Men are not looked at as having things like that bothering them. You’re a man, you are the stronger one. Only after he says something about things triggering or upsetting him will someone maybe think about it. But most of the times it’s thought of like,”why does he get so upset about not having children?” And they shrug there shoulders and shake there heads. Just to put that thought into perspective.
About five months after her daughter got married, she was practically hysterical, constantly upset wondering why she hasn’t gotten pregnant yet, in tears she said “what’s wrong with me? What will people think?” I remember hearing her tell her mother that. She ended up with two. The first shortly after that. “What will people think”. I’ve thought that when someone would ask me “do you have kids”. What will they think when I tell them. No matter what the reason is for not having a child(him or her) that man can feel less of a man. Face it, having a child is a milestone to a persons life, and there praised for it. Just like other things in your life. You get married “congratulations”, you buy a house “congratulations”, and you have a baby “congratulations”.
I was checked by a doctor back when we were trying, and was told I was ok. There were some circumstances with my wife after her divorce and before she met me that may be why we couldn’t have any children. I can’t be positive, but in my mind it’s the reason. And it torments me everyday.
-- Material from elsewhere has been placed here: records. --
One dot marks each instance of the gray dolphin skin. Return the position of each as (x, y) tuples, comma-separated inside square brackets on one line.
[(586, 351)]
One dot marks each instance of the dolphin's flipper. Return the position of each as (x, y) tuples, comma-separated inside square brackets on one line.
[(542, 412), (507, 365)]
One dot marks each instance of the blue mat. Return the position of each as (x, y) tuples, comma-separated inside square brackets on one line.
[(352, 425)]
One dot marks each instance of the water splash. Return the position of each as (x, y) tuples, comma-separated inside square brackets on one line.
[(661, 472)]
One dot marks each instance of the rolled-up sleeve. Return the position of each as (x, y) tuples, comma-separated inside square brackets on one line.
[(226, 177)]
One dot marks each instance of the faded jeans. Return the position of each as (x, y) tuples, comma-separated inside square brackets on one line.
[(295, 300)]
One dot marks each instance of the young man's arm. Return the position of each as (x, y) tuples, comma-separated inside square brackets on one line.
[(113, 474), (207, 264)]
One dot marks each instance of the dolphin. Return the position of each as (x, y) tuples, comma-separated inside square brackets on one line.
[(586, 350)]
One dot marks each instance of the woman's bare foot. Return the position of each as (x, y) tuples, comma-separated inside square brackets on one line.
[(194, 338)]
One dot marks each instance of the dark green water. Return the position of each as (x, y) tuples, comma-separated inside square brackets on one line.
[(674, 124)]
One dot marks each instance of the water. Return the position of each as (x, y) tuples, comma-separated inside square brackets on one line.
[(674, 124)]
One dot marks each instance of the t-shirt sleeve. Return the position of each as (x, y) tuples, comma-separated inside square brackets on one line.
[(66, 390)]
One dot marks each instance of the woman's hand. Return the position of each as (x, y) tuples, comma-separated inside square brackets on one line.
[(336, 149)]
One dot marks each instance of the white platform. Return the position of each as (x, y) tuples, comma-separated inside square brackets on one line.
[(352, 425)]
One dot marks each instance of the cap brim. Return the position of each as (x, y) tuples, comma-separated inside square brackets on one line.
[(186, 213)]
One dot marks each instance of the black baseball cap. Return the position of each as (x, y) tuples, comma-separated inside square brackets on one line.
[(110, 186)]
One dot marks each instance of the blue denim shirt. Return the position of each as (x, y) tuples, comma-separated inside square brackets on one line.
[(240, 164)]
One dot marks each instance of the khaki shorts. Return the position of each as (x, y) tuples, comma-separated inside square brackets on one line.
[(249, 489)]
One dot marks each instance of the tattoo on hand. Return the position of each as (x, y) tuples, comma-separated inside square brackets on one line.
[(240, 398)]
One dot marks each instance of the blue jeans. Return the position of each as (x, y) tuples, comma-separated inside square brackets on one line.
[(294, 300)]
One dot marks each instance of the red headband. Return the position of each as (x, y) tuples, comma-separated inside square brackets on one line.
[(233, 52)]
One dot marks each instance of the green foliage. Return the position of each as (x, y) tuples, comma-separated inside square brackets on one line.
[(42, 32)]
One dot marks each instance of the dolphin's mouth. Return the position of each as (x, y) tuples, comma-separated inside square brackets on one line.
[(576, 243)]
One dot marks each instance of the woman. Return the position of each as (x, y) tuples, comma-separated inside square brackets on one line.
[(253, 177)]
The only reason I’m here on WCW and on the groups Facebook page is somewhat amazing the way circumstances happen. It was totally by accident one night back in June I found the blog written by Michael and Vickie Hughes (Marriedandchildless.com). I emailed him, he answered. It was one of the best things I’ve done. He was amazing, talking to me through emails, supporting me and he recommended a group to me to join. Which I did. It’s an incredible group with bunch of terrific caring people. I’m glad I joined it. It’s a place where I can vent, ask a question, or help support someone else. Because where I live I have no one to talk to.